Boea are perennial, lithophytic or terrestrial, caulescent or rosulate, rhizomatous herbs. The sepals are free. The petals are pink to purple. The anthers are strongly divergent. The fruit is twisted.
===Cytology===
The chromosome count is 2n = 16, 32.

==Taxonomy==
It was described by Jean-Baptiste Lamarck in 1785 based on previous work by Philibert Commerson. The type species is Boea magellanica
===Etymology===
The genus may be named in honour of Mlle Beau, the niece of a friend of Philibert Commerson.
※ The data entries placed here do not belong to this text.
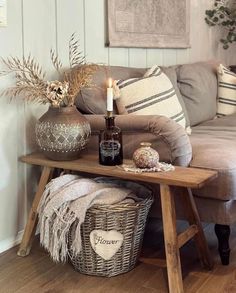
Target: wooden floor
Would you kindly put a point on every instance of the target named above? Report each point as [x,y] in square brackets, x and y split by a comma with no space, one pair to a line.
[37,273]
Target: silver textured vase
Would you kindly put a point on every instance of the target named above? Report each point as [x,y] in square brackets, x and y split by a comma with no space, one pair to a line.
[61,133]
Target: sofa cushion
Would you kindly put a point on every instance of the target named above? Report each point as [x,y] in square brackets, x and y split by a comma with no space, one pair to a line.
[226,102]
[93,100]
[152,94]
[214,147]
[198,86]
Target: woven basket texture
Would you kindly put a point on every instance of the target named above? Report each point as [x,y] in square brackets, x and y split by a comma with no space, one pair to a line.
[129,219]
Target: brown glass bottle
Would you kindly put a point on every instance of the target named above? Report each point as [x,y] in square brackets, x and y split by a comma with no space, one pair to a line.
[110,143]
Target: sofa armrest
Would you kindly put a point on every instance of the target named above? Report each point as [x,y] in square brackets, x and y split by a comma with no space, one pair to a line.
[169,138]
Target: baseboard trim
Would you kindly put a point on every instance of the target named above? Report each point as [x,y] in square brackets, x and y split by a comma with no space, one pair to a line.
[10,242]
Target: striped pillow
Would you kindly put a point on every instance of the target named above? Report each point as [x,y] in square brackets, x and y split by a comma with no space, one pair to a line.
[152,94]
[226,103]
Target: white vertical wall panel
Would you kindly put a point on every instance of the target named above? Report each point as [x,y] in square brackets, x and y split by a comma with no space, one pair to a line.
[138,57]
[154,56]
[118,56]
[169,57]
[70,19]
[39,27]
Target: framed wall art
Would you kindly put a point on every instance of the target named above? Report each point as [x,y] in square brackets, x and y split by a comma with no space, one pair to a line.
[148,23]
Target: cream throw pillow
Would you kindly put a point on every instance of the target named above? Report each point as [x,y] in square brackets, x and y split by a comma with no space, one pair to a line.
[226,103]
[153,94]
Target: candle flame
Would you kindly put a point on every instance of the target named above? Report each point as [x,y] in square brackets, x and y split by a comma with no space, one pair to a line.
[110,82]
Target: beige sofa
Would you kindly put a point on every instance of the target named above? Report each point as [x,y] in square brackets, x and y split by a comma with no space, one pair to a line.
[211,145]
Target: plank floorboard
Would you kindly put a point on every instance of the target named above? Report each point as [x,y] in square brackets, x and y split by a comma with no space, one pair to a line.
[37,273]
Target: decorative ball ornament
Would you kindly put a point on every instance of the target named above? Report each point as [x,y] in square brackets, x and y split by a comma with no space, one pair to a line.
[145,156]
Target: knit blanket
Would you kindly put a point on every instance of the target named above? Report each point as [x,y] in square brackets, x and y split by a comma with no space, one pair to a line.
[65,202]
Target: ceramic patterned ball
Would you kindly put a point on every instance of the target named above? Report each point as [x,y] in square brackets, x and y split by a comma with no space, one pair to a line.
[145,156]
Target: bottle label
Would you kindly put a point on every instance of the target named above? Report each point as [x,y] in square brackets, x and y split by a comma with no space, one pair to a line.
[110,148]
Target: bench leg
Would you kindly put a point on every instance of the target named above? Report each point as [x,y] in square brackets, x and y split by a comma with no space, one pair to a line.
[171,243]
[30,227]
[223,233]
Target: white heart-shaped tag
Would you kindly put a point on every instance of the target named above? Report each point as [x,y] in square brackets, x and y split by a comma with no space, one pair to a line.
[106,243]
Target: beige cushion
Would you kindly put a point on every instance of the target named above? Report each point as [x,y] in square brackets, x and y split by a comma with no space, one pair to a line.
[170,71]
[214,148]
[226,103]
[93,100]
[198,86]
[153,94]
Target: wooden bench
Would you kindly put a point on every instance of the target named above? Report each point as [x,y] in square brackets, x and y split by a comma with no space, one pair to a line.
[180,181]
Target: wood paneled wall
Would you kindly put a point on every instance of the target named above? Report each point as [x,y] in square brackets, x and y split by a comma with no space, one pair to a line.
[37,26]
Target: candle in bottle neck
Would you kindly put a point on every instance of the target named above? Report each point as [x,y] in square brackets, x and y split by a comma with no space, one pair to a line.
[110,96]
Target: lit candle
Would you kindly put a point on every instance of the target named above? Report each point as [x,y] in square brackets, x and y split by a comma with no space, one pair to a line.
[110,96]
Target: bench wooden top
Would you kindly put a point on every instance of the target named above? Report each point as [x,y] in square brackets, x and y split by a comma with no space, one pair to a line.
[181,176]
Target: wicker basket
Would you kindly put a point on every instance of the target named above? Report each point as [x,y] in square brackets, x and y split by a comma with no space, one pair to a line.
[129,219]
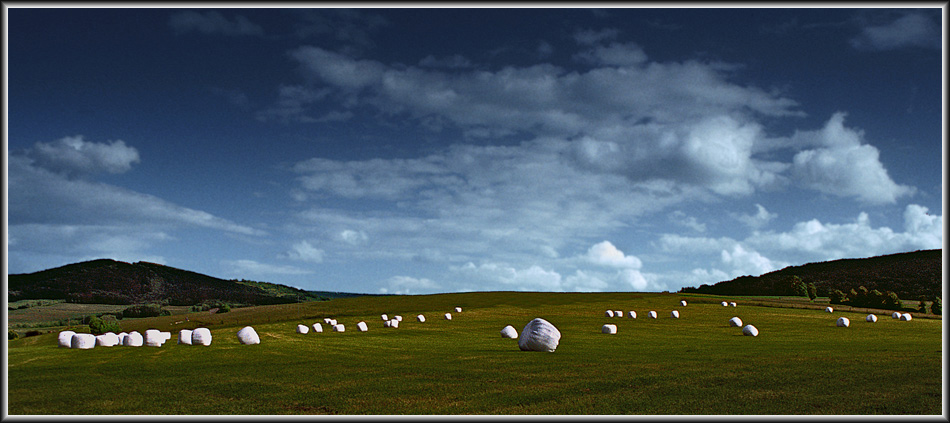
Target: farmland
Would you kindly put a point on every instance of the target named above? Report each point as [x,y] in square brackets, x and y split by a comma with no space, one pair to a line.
[800,363]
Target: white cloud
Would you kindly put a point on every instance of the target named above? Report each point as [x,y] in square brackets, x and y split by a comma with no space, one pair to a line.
[909,30]
[212,22]
[844,166]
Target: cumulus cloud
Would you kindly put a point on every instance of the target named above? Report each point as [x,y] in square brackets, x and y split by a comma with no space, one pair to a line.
[75,156]
[910,30]
[843,165]
[212,22]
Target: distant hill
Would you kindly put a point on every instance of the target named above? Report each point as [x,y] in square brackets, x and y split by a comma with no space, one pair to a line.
[107,281]
[909,275]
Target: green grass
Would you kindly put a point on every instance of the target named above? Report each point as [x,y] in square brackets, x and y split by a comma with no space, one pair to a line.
[801,363]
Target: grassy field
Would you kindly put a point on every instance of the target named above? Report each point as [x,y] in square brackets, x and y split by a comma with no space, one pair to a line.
[800,363]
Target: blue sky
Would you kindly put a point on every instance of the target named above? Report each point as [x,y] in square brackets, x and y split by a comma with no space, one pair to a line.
[419,151]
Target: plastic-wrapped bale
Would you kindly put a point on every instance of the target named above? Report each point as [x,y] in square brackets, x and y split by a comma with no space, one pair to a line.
[134,339]
[154,338]
[107,339]
[750,330]
[66,338]
[539,335]
[248,336]
[83,341]
[201,336]
[184,336]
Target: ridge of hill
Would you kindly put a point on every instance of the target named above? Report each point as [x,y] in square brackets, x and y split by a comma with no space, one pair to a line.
[909,275]
[106,281]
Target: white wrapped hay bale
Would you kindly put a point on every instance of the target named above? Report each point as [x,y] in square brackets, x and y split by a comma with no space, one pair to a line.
[184,336]
[750,330]
[539,335]
[83,341]
[134,339]
[248,336]
[201,336]
[65,339]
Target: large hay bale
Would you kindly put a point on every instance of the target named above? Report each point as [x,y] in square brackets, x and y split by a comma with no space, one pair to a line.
[184,336]
[248,336]
[83,341]
[201,336]
[750,330]
[65,339]
[134,339]
[539,335]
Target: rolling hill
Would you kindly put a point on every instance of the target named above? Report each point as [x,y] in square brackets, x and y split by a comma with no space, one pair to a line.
[909,275]
[106,281]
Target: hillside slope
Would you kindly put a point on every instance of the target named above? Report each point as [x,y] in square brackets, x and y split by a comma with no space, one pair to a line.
[909,275]
[107,281]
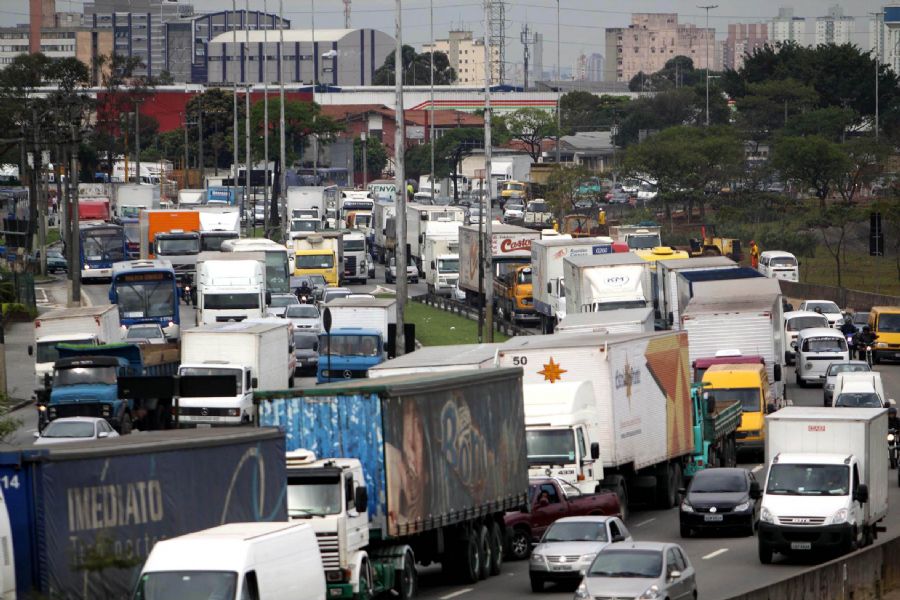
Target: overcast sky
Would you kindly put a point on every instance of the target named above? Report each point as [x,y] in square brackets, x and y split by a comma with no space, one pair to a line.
[582,22]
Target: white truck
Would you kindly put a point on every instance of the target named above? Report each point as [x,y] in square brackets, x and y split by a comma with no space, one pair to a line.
[440,263]
[637,236]
[826,488]
[230,286]
[668,308]
[248,356]
[422,219]
[356,257]
[90,325]
[547,256]
[606,282]
[132,198]
[510,247]
[381,212]
[744,315]
[640,416]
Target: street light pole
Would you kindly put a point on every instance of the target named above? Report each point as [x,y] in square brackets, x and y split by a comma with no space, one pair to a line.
[707,8]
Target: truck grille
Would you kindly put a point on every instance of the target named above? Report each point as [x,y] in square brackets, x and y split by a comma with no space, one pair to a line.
[329,548]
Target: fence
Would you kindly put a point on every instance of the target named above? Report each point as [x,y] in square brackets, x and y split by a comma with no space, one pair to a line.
[855,299]
[470,312]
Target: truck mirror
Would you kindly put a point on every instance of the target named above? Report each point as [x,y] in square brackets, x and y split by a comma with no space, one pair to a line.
[361,499]
[862,493]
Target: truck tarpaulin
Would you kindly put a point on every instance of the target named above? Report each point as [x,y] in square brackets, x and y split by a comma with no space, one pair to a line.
[430,444]
[112,500]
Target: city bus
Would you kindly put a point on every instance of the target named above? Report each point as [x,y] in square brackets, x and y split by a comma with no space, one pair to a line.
[146,291]
[278,261]
[100,247]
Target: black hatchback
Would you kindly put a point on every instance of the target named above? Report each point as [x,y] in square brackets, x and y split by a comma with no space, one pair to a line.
[720,499]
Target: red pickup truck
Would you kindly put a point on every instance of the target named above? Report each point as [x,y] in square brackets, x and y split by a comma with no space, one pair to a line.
[552,499]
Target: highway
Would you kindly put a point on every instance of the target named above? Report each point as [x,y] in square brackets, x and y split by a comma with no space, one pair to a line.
[725,565]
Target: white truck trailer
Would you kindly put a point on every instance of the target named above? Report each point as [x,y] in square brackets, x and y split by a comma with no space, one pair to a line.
[440,262]
[641,413]
[827,483]
[230,286]
[547,256]
[251,355]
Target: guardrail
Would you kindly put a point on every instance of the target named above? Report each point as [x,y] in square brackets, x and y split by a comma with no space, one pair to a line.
[470,312]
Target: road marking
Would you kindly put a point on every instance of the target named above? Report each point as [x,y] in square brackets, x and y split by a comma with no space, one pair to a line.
[455,594]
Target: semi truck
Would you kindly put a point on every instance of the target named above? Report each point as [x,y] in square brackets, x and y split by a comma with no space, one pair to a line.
[827,483]
[85,325]
[70,505]
[548,288]
[245,356]
[510,248]
[413,462]
[640,416]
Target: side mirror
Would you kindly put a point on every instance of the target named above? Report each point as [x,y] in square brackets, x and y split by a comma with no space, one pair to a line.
[862,493]
[361,499]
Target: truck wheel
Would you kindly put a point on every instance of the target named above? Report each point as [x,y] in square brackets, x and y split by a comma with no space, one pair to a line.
[407,578]
[496,540]
[765,554]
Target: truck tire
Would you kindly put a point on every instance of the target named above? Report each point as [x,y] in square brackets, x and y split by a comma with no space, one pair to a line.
[496,537]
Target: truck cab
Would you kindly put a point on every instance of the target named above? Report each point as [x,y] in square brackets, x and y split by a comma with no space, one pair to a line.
[348,352]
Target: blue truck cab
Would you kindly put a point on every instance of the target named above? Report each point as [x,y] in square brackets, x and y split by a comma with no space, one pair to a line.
[348,353]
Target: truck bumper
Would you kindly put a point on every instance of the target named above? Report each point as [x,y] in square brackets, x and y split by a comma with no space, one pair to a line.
[786,539]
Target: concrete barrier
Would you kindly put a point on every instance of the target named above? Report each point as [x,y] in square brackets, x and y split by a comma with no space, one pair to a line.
[866,574]
[855,299]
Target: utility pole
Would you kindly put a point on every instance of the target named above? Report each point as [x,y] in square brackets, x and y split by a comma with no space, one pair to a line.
[707,8]
[487,254]
[400,181]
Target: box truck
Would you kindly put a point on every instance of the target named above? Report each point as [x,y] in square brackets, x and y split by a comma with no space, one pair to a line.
[826,488]
[252,355]
[641,409]
[422,468]
[116,497]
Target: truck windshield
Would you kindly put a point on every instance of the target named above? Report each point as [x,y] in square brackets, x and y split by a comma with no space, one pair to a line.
[230,301]
[314,261]
[47,352]
[350,345]
[448,265]
[187,585]
[748,397]
[808,480]
[83,375]
[556,446]
[310,495]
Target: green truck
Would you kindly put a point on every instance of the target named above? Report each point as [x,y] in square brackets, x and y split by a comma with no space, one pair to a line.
[714,424]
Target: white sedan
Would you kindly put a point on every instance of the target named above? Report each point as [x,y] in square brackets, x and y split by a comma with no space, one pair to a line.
[74,429]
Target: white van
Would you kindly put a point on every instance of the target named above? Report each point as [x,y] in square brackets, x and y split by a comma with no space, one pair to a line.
[815,349]
[270,561]
[779,265]
[794,322]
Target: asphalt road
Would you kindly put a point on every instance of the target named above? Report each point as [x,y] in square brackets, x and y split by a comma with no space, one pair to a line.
[725,565]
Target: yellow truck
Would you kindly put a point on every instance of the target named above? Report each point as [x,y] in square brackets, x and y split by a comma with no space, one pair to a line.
[749,384]
[320,253]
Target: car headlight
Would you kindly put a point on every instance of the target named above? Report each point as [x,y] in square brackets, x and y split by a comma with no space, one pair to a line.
[581,592]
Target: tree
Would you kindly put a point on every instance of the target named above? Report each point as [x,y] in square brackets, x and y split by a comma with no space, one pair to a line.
[416,69]
[530,126]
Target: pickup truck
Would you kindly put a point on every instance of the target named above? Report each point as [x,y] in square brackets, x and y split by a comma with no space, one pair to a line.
[552,499]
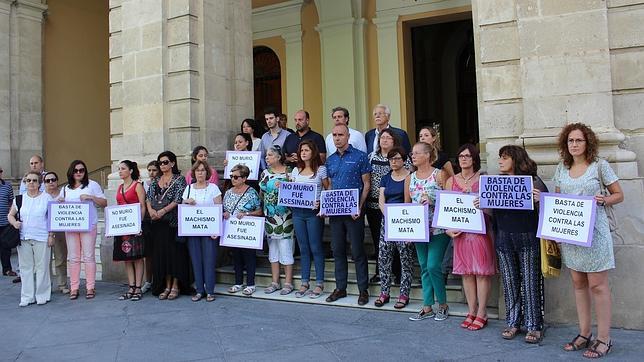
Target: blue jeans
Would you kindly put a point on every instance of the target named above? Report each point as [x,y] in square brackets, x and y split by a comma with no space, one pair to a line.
[203,253]
[308,231]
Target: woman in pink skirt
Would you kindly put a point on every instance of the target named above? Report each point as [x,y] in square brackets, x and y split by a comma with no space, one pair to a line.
[474,256]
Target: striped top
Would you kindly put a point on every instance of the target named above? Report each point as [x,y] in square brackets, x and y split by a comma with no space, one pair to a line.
[6,198]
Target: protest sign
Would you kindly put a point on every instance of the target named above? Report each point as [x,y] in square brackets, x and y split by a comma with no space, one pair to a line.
[406,222]
[297,194]
[247,232]
[69,216]
[199,220]
[567,218]
[248,158]
[339,202]
[456,211]
[505,192]
[123,220]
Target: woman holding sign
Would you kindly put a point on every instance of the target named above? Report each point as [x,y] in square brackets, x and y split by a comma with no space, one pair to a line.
[82,245]
[279,221]
[34,251]
[420,188]
[171,268]
[308,226]
[473,253]
[203,249]
[582,172]
[239,201]
[127,248]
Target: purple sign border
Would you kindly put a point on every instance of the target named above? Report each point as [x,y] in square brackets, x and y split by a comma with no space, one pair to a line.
[91,216]
[425,216]
[259,154]
[511,176]
[107,219]
[354,210]
[589,239]
[315,194]
[437,208]
[261,221]
[180,208]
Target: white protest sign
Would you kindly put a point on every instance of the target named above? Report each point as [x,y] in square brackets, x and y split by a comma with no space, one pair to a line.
[248,158]
[339,202]
[456,211]
[69,216]
[247,232]
[406,222]
[567,218]
[297,194]
[123,220]
[199,220]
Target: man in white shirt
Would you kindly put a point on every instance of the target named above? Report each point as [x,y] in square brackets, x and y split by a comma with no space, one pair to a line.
[340,116]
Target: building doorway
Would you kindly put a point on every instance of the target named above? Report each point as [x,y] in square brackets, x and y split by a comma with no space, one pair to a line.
[267,80]
[444,81]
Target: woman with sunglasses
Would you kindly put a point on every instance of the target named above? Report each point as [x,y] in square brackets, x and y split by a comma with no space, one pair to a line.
[239,201]
[34,251]
[130,192]
[171,263]
[60,244]
[81,246]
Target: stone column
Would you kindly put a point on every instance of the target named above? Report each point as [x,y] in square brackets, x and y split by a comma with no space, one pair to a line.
[21,126]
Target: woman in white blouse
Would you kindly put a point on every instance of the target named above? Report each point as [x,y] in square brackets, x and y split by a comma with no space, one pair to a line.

It may also be named after M. le Beau, the brother-in-law of Philibert Commerson who first collected a Boea species.
===Species===
12 species are accepted:

- Boea dennisii B.L.Burtt
- Boea hemsleyana B.L.Burtt
- Boea hians Burkill
- Boea hygroscopica F.Muell.
- Boea kinnearii (F.Muell.) B.L.Burtt
- Boea lawesii (F.Muell.) H.O.Forbes
- Boea magellanica Lam.
- Boea mollis Schltr.
- Boea morobensis C.Puglisi
- Boea resupinata Zich & B.Gray
- Boea rosselensis B.L.Burtt
- Boea urvillei C.B.Clarke

==Distribution and habitat==
The centre of the distribution is eastern Papua New Guinea and the Solomon Islands.

==Cultivation==
The frost tender Boea may be grown in partial shade in humus-rich substrates. It can be propagated by seed and by leaf cuttings or division.